– Sólo diez libras, guapa.
Me doy la vuelta, fingiendo no oírlo.
Zoey me mira con severidad.
– Se supone que vas a decir que sí a todo. La próxima vez, compra. Sea lo que sea, ¿de acuerdo? -Sí.
– Bien. Ahora vuelvo. -Y desaparece entre la multitud.
No quiero que se vaya. La necesito. Si no regresa, mi día se reducirá a una visita al parque infantil y un par de silbidos de camino al mercado.
– ¿Estás bien? -pregunta Cal.
– Sí.
– No lo parece.
– Estoy bien.
– Pues yo me aburro.
Y eso es peligroso, porque tendré que decirle que sí si pide regresar a casa.
– Zoey volverá enseguida. Podríamos coger el autobús que cruza la ciudad. O ir a la tienda de magia.
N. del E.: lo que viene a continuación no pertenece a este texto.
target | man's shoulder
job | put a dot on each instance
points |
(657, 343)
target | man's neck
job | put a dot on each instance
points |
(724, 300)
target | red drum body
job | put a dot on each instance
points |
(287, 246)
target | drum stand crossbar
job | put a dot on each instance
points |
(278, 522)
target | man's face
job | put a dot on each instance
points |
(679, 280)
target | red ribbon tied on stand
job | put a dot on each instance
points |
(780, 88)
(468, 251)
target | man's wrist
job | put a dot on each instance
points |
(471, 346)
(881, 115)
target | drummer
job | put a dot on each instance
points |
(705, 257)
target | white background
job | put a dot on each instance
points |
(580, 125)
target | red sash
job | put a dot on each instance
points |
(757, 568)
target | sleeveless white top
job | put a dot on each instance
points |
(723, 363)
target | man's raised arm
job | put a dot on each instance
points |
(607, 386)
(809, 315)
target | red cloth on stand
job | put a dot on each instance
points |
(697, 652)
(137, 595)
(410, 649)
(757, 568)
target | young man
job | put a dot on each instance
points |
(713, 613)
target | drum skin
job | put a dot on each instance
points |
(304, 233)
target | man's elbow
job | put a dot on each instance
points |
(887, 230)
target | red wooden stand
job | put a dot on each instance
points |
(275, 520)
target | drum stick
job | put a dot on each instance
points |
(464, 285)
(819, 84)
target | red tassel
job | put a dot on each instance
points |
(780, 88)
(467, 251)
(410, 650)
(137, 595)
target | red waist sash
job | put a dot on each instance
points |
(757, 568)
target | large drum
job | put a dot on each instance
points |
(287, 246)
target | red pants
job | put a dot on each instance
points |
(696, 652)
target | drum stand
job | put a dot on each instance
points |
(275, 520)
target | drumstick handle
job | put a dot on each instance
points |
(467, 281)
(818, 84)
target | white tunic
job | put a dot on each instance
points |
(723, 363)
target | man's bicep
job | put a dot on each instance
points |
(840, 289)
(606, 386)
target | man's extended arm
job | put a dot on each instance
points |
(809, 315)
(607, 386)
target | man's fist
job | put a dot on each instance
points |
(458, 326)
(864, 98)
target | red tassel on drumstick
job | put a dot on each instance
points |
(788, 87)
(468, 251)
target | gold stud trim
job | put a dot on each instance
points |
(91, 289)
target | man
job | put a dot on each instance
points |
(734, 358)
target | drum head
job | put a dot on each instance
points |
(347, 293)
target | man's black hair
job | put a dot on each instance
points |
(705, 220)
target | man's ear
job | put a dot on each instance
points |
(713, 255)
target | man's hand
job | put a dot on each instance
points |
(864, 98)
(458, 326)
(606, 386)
Cal se encoge de hombros y hunde las manos en los bolsillos.
– Ella no querrá.
– Mira los juguetes mientras esperas.
– Los juguetes son un asco.
– ¿Ah, sí? Y o antes venia aquí con papá y los miraba. Todos eran resplandecientes.
Zoey regresa con expresión agitada.
– Scott es un cabrón mentiroso.
– ¿Quién?
– Scott. Me dijo que trabajaba en un puesto, pero he ido y no es verdad.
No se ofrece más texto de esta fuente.